There has been widespread anxiety and uncertainty due to the COVID-19 virus outbreak. This outbreak has resulted in the suspension of all normal daily activities like going to work, taking a walk in the park, or even setting foot outside your home in some countries. The maritime freight industry and shipping companies, in general, have been severely affected by the emergence of this virus. As a result of these outbreaks, the shipping sectors have laid off employees to protect public health and stop the spread of COVID-19. Due to the quarantine protocols set by government and health agencies, all water and airborne freight were placed on hold as the virus might be transmitted from one port to another by transferring goods on vessels by air or sea. In addition to the ports in China where many believe the virus originated, this broad epidemic has launched a significant burden on the shipping and marine sector worldwide. To better understand what follows in this sector, you need to know the following trends:
Reactions to the Outbreak
Container shipping adopted greater discipline, lowering capacity and decreasing costs to preserve profitability rather than market share when cargo volumes fell during the crisis. This posed a new challenge to the structural market imbalance, as many studies noted.
As a consequence, despite low demand, freight prices remained constant. When seen through the eyes of shipping companies, these tactics resulted in significant restrictions on cargo capacity and lengthy delivery times. Players in the marine industry adapted their operations, finances, sanitary and safety standards, and working processes and practices to deal with pandemic-related interruptions. A few countries have enacted laws and regulations to improve border security while still facilitating commerce.
To keep commerce flowing through the crisis, border agents, port employees, and customs officers perform an essential role in ensuring there are no traces of the virus in the cargo. Improving trade facilitation in the future will need looking at what has worked in the past.
Temporary Suspension of Port Operations
There have been quarantine periods in force, and ports closed to protect the safety of employees. Quarantine and safety protocols also imposed different restrictions, such as the prohibition on marine vessels entering specific nations, which has required that such vessels remain on the sea and not have a destination port to travel to. Certain countries have limited or banned the entrance of ships, which has resulted in unrest among the world’s maritime transportation infrastructure.
Declining Cargo Demand
Every country’s health authorities are taking precautions to prevent the spread of COVID-19, which has resulted in a decrease in international trade in products and commodities. There is a 14-day waiting time or a waiting period set by port authorities that prevent perishable products from being sent across borders in every nation. This has reduced the demand for products that could previously be transported easily by ship or other maritime vehicles due to a rigid set of regulations and procedures. Due to difficulties in the quarantine period, cargo has taken longer to transport, which has resulted in a decrease in demand.
Because charters lose time and money when disagreements arise over vessel hiring, the owners and charters of these boats are forced to settle their differences via litigation. As a result of these disagreements, lawsuits are being filed over the length of time a charter company was allowed to use a particular vessel before that time was reduced due to force majeure.
Taking advantage of the Digital Revolution
Because of this, the study notes that the maritime sector, particularly ports, is now more convinced than ever before of the benefits of digitization and paperless documentation. During the pandemic, many of the trade facilitation measures will need further digitization and automation in the years to come.
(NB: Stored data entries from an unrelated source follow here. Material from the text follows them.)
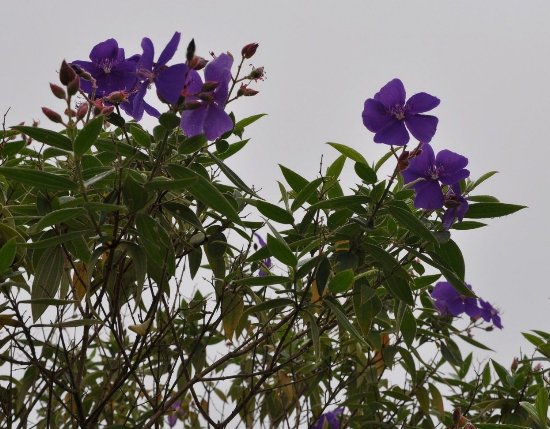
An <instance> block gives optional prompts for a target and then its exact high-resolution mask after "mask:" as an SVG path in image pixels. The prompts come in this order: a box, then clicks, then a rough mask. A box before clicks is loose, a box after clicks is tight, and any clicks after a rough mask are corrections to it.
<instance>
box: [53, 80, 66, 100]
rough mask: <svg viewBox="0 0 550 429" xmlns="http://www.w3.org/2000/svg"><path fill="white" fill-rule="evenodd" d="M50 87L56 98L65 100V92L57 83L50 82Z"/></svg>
mask: <svg viewBox="0 0 550 429" xmlns="http://www.w3.org/2000/svg"><path fill="white" fill-rule="evenodd" d="M50 89H51V90H52V93H53V95H55V96H56V97H57V98H59V99H61V100H65V98H67V94H66V93H65V90H64V89H63V88H61V87H60V86H59V85H56V84H54V83H50Z"/></svg>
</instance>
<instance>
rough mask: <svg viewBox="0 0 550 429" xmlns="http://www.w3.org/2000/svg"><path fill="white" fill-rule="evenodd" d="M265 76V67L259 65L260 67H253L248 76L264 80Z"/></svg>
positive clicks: (253, 79)
mask: <svg viewBox="0 0 550 429" xmlns="http://www.w3.org/2000/svg"><path fill="white" fill-rule="evenodd" d="M264 77H265V73H264V68H263V67H258V68H253V69H252V71H251V72H250V74H249V75H248V76H247V77H246V78H247V79H250V80H263V79H264Z"/></svg>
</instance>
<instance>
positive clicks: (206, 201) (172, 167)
mask: <svg viewBox="0 0 550 429" xmlns="http://www.w3.org/2000/svg"><path fill="white" fill-rule="evenodd" d="M168 171H169V172H170V174H171V175H172V176H173V177H174V178H175V179H187V178H190V177H192V178H196V179H197V181H196V183H194V184H193V185H191V186H190V187H189V192H191V194H192V195H193V196H194V197H195V198H196V199H197V200H199V201H201V202H202V203H204V204H205V205H206V206H208V207H210V208H212V209H214V210H216V211H218V212H219V213H221V214H222V215H224V216H226V217H227V218H228V219H229V220H232V221H233V222H235V223H238V224H240V223H241V219H240V218H239V214H238V213H237V211H236V210H235V208H234V207H233V205H231V203H230V202H229V201H227V199H226V198H225V197H224V195H223V194H222V193H221V192H220V191H219V190H218V188H216V187H215V186H214V185H213V184H212V183H211V182H210V181H209V180H207V179H205V178H204V177H203V176H201V175H200V174H198V173H195V172H194V171H193V170H191V169H189V168H187V167H183V166H181V165H175V164H171V165H169V166H168Z"/></svg>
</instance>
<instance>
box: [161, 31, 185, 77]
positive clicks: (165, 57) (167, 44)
mask: <svg viewBox="0 0 550 429" xmlns="http://www.w3.org/2000/svg"><path fill="white" fill-rule="evenodd" d="M180 37H181V33H179V32H177V31H176V32H175V33H174V35H173V36H172V38H171V39H170V41H169V42H168V44H167V45H166V47H165V48H164V50H163V51H162V52H161V53H160V56H159V59H158V61H157V65H156V68H159V67H162V66H165V65H166V63H167V62H168V61H170V60H171V59H172V57H173V56H174V54H175V53H176V50H177V49H178V45H179V43H180Z"/></svg>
Pre-arrival processing, electronic payments, and customs automation all assist in speeding up international commerce by accepting digital copies rather than physical ones.
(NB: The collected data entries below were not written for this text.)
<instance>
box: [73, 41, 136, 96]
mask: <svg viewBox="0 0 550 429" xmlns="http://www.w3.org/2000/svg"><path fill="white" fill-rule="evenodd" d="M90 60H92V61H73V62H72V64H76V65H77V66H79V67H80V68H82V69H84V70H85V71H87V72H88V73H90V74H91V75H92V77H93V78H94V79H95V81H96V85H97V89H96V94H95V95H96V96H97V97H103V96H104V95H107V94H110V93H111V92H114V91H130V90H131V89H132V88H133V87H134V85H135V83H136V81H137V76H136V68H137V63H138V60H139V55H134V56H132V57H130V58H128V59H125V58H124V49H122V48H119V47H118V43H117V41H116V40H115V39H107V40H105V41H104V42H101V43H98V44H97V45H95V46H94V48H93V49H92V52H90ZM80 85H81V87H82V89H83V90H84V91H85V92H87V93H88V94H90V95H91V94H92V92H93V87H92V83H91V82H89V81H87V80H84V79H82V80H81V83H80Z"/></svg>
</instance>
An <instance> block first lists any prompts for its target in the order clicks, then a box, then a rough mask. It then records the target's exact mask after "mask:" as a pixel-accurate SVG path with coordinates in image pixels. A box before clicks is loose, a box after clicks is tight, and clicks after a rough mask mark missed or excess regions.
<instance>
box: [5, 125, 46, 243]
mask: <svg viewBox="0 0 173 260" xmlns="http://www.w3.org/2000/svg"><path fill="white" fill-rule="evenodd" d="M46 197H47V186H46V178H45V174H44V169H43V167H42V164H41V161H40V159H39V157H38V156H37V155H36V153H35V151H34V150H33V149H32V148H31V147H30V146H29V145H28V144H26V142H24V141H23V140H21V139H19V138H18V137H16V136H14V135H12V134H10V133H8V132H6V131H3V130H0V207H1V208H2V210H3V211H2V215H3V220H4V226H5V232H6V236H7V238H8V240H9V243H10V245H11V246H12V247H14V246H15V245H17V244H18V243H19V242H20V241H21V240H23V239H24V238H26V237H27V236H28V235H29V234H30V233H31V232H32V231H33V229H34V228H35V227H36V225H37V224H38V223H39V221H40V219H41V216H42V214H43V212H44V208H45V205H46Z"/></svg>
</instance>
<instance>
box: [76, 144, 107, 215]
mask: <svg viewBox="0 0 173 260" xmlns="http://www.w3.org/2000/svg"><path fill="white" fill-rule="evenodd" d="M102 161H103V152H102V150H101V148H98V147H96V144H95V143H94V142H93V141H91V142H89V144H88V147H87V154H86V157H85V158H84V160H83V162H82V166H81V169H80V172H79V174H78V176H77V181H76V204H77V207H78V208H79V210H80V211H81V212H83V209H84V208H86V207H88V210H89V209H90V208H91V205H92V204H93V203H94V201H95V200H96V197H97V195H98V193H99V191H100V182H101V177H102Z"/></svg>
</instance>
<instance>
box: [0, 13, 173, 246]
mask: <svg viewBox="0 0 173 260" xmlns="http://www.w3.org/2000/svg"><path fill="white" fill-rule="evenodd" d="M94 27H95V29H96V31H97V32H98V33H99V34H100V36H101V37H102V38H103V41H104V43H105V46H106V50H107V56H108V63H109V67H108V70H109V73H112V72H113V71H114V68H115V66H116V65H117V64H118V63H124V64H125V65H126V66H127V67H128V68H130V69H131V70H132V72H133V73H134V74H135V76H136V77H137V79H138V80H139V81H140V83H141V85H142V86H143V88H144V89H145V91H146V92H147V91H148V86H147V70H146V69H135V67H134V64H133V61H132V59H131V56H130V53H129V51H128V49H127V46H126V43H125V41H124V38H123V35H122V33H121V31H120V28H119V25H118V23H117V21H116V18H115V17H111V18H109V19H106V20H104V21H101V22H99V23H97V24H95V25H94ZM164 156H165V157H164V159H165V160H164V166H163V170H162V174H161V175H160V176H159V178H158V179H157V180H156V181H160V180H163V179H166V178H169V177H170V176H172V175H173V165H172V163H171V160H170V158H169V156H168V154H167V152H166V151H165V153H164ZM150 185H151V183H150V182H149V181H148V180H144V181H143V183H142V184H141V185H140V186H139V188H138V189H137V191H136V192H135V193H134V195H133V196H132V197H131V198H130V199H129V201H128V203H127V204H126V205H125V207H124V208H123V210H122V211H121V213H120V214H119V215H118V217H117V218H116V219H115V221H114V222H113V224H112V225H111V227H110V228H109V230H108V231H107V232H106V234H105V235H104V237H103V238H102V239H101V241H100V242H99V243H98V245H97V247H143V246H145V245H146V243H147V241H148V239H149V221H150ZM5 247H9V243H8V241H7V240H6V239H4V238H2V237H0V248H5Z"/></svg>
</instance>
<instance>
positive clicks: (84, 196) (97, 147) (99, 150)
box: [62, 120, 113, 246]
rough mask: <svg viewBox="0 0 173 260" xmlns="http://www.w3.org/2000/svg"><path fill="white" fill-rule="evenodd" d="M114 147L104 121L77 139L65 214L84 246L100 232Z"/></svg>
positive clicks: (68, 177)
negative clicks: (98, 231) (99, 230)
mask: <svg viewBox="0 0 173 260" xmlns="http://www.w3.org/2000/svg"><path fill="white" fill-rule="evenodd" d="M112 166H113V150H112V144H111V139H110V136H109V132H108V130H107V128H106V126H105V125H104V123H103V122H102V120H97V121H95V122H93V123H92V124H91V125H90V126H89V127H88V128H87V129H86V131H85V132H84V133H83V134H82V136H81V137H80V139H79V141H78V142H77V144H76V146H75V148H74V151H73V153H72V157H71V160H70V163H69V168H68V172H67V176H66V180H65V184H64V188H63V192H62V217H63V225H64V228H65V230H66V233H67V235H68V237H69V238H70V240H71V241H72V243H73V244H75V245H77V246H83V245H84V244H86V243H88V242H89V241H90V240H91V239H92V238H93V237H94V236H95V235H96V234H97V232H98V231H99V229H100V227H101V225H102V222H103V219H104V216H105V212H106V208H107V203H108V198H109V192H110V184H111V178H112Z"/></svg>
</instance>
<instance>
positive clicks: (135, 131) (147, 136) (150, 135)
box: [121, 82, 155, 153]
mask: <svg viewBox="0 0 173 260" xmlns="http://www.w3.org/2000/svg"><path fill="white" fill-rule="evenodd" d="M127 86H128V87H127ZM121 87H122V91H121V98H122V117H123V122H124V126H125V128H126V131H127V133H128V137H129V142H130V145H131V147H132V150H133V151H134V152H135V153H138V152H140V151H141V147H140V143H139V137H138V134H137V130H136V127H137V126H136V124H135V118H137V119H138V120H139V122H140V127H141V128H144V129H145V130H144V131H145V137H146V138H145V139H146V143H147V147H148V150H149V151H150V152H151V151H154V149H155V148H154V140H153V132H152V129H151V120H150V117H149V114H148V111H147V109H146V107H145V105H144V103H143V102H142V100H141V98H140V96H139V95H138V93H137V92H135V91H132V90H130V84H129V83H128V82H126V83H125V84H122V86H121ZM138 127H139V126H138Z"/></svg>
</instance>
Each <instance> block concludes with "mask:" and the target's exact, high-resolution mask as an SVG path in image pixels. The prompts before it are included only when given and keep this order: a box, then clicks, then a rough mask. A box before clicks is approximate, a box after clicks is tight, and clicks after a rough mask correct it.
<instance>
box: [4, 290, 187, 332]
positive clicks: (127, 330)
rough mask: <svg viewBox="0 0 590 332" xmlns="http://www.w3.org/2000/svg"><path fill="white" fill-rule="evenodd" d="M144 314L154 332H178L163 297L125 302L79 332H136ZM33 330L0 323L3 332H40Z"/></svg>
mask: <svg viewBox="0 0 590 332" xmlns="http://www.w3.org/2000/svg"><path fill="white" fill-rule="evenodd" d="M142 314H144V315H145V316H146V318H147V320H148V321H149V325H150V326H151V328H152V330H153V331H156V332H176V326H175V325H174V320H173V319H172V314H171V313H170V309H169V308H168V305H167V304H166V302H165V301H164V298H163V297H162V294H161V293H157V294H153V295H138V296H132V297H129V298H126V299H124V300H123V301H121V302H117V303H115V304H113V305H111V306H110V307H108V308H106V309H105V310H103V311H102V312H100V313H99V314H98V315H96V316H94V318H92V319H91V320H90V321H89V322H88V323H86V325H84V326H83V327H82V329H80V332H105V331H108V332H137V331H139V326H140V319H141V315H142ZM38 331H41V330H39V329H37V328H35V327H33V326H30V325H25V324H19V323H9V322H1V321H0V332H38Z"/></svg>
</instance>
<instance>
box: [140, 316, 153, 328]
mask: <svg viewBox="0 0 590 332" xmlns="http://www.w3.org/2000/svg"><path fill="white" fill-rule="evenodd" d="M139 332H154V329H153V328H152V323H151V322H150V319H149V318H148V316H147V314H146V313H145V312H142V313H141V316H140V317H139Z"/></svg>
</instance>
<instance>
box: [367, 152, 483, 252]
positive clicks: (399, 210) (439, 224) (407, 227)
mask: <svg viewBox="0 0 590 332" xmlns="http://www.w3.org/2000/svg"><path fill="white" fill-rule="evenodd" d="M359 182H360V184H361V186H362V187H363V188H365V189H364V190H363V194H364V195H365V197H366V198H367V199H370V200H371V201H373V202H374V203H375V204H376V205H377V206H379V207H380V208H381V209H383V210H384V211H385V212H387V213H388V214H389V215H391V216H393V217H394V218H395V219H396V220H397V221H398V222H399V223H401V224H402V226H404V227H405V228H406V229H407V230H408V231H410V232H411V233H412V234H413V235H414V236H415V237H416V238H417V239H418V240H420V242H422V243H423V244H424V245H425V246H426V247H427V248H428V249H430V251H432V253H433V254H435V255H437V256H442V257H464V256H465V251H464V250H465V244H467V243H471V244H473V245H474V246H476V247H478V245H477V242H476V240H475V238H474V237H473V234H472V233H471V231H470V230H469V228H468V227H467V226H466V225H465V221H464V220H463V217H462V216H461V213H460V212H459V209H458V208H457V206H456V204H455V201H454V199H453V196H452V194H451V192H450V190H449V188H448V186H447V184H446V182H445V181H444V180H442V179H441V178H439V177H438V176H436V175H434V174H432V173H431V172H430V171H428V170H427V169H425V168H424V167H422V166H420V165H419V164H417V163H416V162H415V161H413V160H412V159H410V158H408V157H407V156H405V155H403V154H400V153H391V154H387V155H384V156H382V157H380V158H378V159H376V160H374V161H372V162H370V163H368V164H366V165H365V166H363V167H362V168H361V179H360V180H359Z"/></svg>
Conversely, the outbreak has shown that digitization comes with increasing cybersecurity concerns, including the possibility of supply chain and service disruptions in marine commerce across the world.
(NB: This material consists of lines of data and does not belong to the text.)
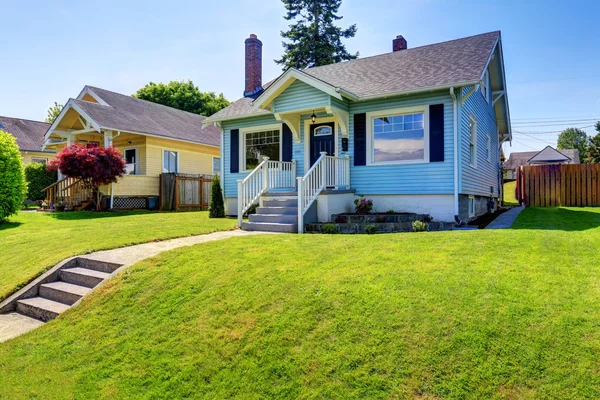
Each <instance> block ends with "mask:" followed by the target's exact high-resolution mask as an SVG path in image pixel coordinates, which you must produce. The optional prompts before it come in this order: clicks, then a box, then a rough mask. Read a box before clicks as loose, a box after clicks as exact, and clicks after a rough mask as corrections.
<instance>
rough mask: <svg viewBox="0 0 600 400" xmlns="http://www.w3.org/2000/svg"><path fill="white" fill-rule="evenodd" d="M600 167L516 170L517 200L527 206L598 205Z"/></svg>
mask: <svg viewBox="0 0 600 400" xmlns="http://www.w3.org/2000/svg"><path fill="white" fill-rule="evenodd" d="M599 180H600V164H555V165H539V166H523V167H519V169H517V184H516V193H515V195H516V197H517V200H518V201H519V204H523V205H525V206H527V207H559V206H571V207H585V206H600V181H599Z"/></svg>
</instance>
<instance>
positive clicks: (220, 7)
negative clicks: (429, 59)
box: [0, 0, 600, 154]
mask: <svg viewBox="0 0 600 400" xmlns="http://www.w3.org/2000/svg"><path fill="white" fill-rule="evenodd" d="M0 5H1V9H2V17H3V18H2V34H1V35H0V49H1V55H2V57H1V61H0V115H3V116H10V117H19V118H26V119H33V120H43V119H44V118H45V117H46V112H47V109H48V107H50V106H51V105H52V104H53V102H54V101H57V102H59V103H62V104H64V103H66V102H67V100H68V99H69V98H71V97H76V96H77V95H78V94H79V92H80V91H81V89H82V88H83V86H84V85H86V84H88V85H93V86H98V87H102V88H104V89H108V90H113V91H116V92H119V93H123V94H132V93H135V92H136V90H137V89H139V88H140V87H143V86H144V85H145V84H147V83H148V82H150V81H153V82H168V81H171V80H188V79H190V80H192V81H193V82H194V84H196V85H197V86H198V87H199V88H200V90H202V91H212V92H216V93H223V94H224V95H225V96H226V97H227V98H228V99H229V100H236V99H237V98H239V97H241V94H242V92H243V89H244V39H245V38H247V37H248V35H249V34H250V33H255V34H257V35H258V37H259V39H260V40H261V41H262V42H263V82H267V81H269V80H271V79H273V78H275V77H277V76H278V75H279V74H280V73H281V66H279V65H276V64H275V63H274V62H273V60H274V59H276V58H279V57H280V56H281V54H282V46H281V40H282V39H281V37H280V31H281V30H285V29H286V28H287V25H288V24H289V22H288V21H286V20H284V18H283V16H284V14H285V9H284V7H283V4H282V3H281V1H280V0H254V1H248V0H228V1H198V0H194V1H177V0H170V1H164V0H163V1H154V0H144V1H137V0H136V1H133V0H120V1H112V0H102V1H95V0H89V1H82V2H74V1H63V0H44V1H39V0H28V1H17V2H15V1H9V0H0ZM339 14H340V15H341V16H343V19H342V20H340V21H339V22H338V23H339V24H340V25H341V26H343V27H346V26H348V25H349V24H352V23H356V24H357V28H358V31H357V34H356V37H355V38H352V39H348V40H346V41H345V44H346V46H347V48H348V50H349V51H351V52H355V51H359V52H360V56H361V57H365V56H371V55H376V54H381V53H386V52H389V51H391V47H392V40H393V38H394V37H395V36H396V35H403V36H404V37H405V38H406V40H407V41H408V47H409V48H411V47H417V46H422V45H426V44H431V43H436V42H441V41H445V40H452V39H457V38H461V37H465V36H470V35H475V34H479V33H484V32H489V31H493V30H501V31H502V43H503V51H504V61H505V68H506V79H507V88H508V99H509V106H510V113H511V118H512V127H513V133H514V140H513V142H512V146H505V152H506V153H507V154H508V153H510V152H511V151H533V150H541V149H542V148H544V147H545V146H546V145H548V144H550V145H555V144H556V138H557V135H558V132H559V131H561V130H562V129H564V128H566V127H570V126H574V127H581V128H584V130H585V131H587V132H588V133H590V134H591V133H593V132H594V129H593V127H592V126H591V125H593V124H594V121H595V120H600V68H599V67H600V40H598V39H599V38H600V34H599V33H598V28H597V24H598V20H597V18H598V15H600V2H598V1H587V0H573V1H569V2H566V1H561V2H557V1H530V0H527V1H523V0H518V1H512V0H510V1H505V0H496V1H487V0H480V1H442V0H420V1H418V0H411V1H403V0H394V1H389V0H368V1H366V0H343V4H342V6H341V8H340V12H339Z"/></svg>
United Nations Conference on Trade and Development (UNCTAD) calls on governments to identify sailors as essential workers exempt from the COVID-19 travel ban. This implies that the worldwide industry will have to function in a more limited capacity in the coming months. The COVID-19 pandemic is not the primary cause of this but rather a side consequence of its spread, the implementation of the 2020 IMO sulfur limit, and the failure to execute the US-China phase one trade deal in the first place.
The COVID-19 pandemic might have affected international commerce. But many experts are still optimistic about the maritime freight industry. With easing health restrictions and companies adapting to the changing times, the world can recover.